Gaspar Noé nous rappelle de manière radicale que tout n’est pas divertissement, qu’aller voir un film sur le déclin, la maladie, la fin de vie peut s’apparenter à un engagement, celui d’accepter de ne pas passer un bon moment.
Il est coquin le Gaspar alors il vous sourit en vous ouvrant la porte, il vous brosse dans le sens du poil avec le générique à l’envers qui rassure, une Françoise Hardy redevenue jeune et gracieuse chantant "Mon amie la rose". Ok cool ça va rouler, Gaspar va envoyer du lourd, du stroboscope, ça va être violent et provocateur bien sûr mais le second degré fera guise de soupape quand nécessaire. Avec lui même la mort ou oublier de fermer le gaz peut être sexy donc ces 130 minutes qui restent vont forcément bien se passer.
Mais soudain mauvaise nouvelle : le Noé a grandi, ou du moins a décidé d’arrêter de faire le malin pour s’adonner à une parenthèse désenchantée.
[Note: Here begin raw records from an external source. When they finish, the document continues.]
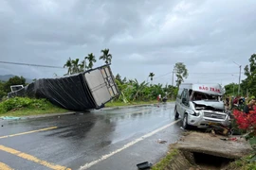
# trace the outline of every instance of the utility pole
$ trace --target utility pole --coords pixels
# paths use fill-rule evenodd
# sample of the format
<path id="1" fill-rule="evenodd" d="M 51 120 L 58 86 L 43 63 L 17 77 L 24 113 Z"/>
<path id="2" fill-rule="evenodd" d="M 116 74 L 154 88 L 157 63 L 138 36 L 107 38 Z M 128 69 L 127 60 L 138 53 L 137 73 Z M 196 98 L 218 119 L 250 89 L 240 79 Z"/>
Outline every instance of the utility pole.
<path id="1" fill-rule="evenodd" d="M 86 71 L 86 57 L 84 57 L 83 71 Z"/>
<path id="2" fill-rule="evenodd" d="M 237 93 L 237 95 L 240 95 L 240 81 L 241 81 L 241 68 L 242 68 L 242 65 L 236 63 L 235 61 L 233 61 L 236 65 L 239 66 L 239 80 L 238 80 L 238 93 Z"/>
<path id="3" fill-rule="evenodd" d="M 240 71 L 239 71 L 239 86 L 238 86 L 238 95 L 240 94 L 241 67 L 242 67 L 242 65 L 239 65 L 239 69 L 240 69 Z"/>
<path id="4" fill-rule="evenodd" d="M 174 71 L 173 71 L 173 81 L 172 81 L 172 86 L 174 86 L 174 70 L 175 70 L 175 68 L 174 68 Z"/>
Donc sa dernière malice qui se révélera ne pas en être une car lourde de sens sera de partager l’écran de cinéma en deux.
À partir de là la tentation de tourner les yeux, de partir même, sera forte, comme dans la vie quand on va visiter Mémé qui n’a pas toute sa tête, chez qui ça sent le vieux et les souvenirs, où la douleur et la mort qui rôde ont pris possession du moindre bibelot, des albums photos qu’on n’ouvre plus parce qu’on a oublié leur présence et parce qu’ils racontent ce qui n’est plus et ne sera jamais plus.
On pourra taxer Mamie de 200€ mais pour ça il faudra faire preuve d’abnégation, supporter de passer quelques minutes, qu’on prétend ne pas avoir, en compagnie d’une personne qui à force de ne plus être regardée a préféré nier jusqu’à sa propre existence, s'évaporer.
Vous l’aurez compris, le traumatisant et l’exigeant ne sont plus, le garçon a changé et son cinéma avec, désormais il faudra s’habituer à faire avec ce nouveau Noé, celui qui est… traumatisant et exigeant.
Car oui soyez tranquilles, tout ça n’était qu’une blague, on ne se refait pas et Gaspar continuera éternellement à envoyer des baffes en pleine gueule, à parler d’Amour et de roses, même si celle-ci est morte ce matin.
(Bafouille écrite par un mec qui ne comprend pas pourquoi sa mère a pris un coup de vieux, pourquoi elle a tendance à rabâcher. Par un mec qui prétend parfois ne pas les avoir... les minutes.)